Some companies seem really intent on spying as much as possible. Amazon, a company I trust with my personal info, created a device — the Echo — which, unlike your significant other, is always listening. Keep that one out of the bedroom.

You may not know this but Google logs your movements and keeps a recording of your voice when you use a microphone to use its products. Since Google provides useful tools that make my life easier I put up with it. Using Google software I can type up something at home and it is available anywhere I go.

I can plop a map pin down where I buried a secret treasure and months later know exactly where to lead authorities if I get caught.

Still, I was a bit startled when I checked out exactly how much info Google was storing. You may be freaked out too if you visit history.google.com, enter your password and listen to your former self say “directions to DeKalb marriage license office.”

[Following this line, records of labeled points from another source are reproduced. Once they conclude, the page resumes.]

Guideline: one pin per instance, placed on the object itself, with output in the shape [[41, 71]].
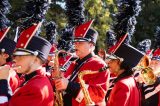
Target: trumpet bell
[[148, 76]]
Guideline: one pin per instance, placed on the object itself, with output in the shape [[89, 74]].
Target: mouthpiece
[[104, 68]]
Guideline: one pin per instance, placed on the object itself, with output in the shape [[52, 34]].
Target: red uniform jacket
[[14, 81], [35, 92], [124, 93], [97, 83]]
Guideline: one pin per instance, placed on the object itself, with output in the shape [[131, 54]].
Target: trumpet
[[58, 94], [148, 76], [87, 97], [147, 73]]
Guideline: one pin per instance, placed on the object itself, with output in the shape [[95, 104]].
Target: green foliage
[[100, 11]]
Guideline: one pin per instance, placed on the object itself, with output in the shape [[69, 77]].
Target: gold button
[[22, 44], [27, 35]]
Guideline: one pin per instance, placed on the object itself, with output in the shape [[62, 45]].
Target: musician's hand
[[61, 84], [51, 63], [4, 72]]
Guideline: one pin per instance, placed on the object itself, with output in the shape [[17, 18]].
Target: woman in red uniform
[[125, 91]]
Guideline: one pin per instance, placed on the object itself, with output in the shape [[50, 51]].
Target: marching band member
[[151, 93], [96, 84], [30, 54], [125, 91], [7, 45]]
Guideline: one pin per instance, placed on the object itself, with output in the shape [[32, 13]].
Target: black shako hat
[[28, 44], [6, 45]]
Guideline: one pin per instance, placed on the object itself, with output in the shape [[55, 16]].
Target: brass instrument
[[147, 73], [148, 76], [57, 74], [87, 97]]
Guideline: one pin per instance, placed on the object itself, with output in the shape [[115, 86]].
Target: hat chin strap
[[21, 52]]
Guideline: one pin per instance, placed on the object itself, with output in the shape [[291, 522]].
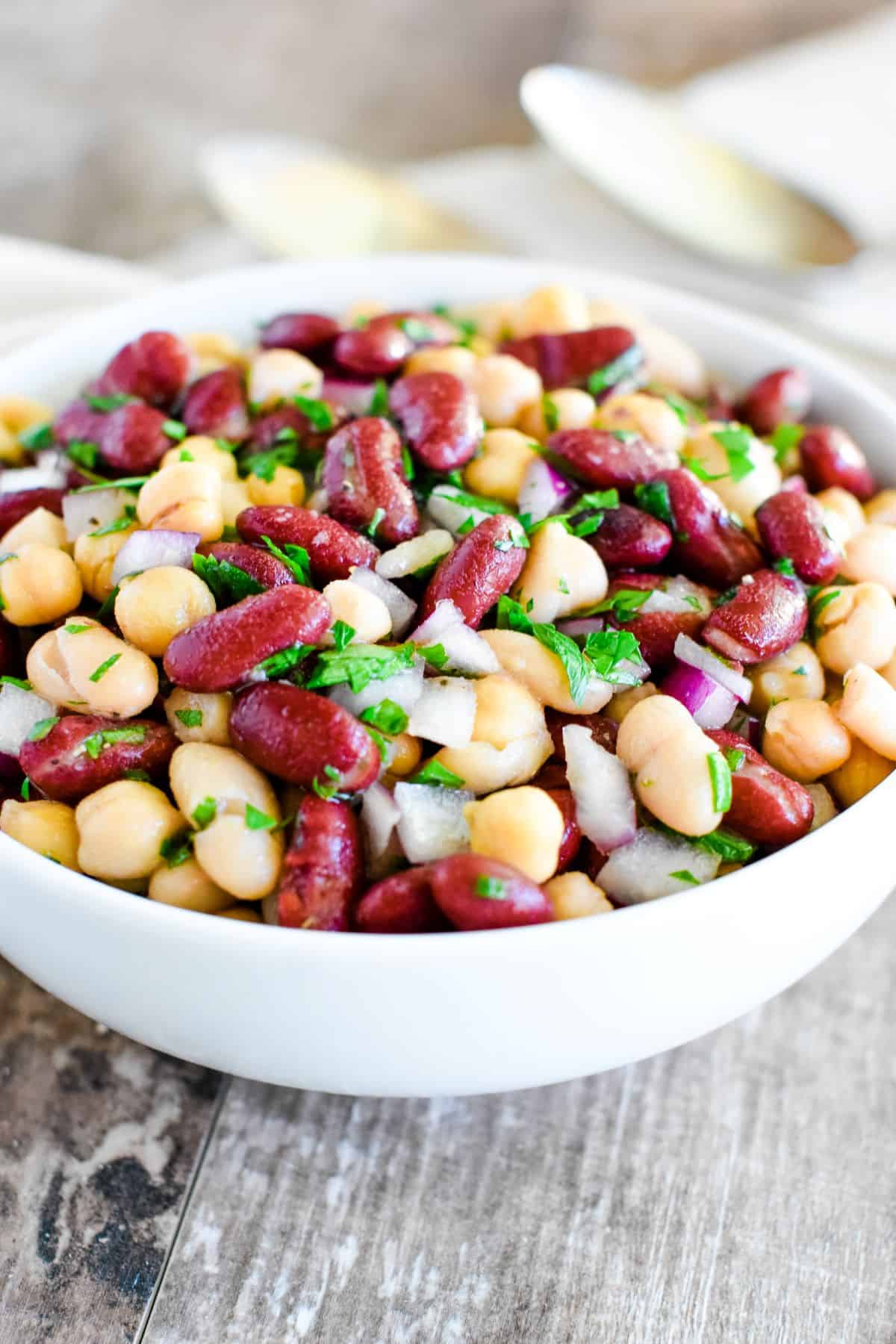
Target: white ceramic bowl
[[467, 1012]]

Less alarming is Google’s map, which indicates I have not left the friendly confines of Georgia, Alabama and Florida in a long time. Anything north of Memphis probably isn’t worth visiting.

Google even provides a list of places I frequent. Home is No. 1, followed by work and a bar. That makes sense. Turner Field is 7th, but due to the quality of the team may drop out of the Top 10 shortly. A hot dog joint is higher on the list than my heart would like.

How often do I use Google? A lot. I search for something 66 times per day and I most frequently visit Wikipedia, StackOverflow, AJC.com, Amazon and Reddit.

Google shows me what info it has stored and lets me delete it. I’m assuming Apple does the same thing.

We pay the government a lot of money to spy on us too, but I doubt they’d let us see what kind of info they are collecting. I know they won’t let us delete it.

And that’s OK. In this world nothing can be said to be certain, except death, taxes and the proliferation of privacy-stealing smartphone apps.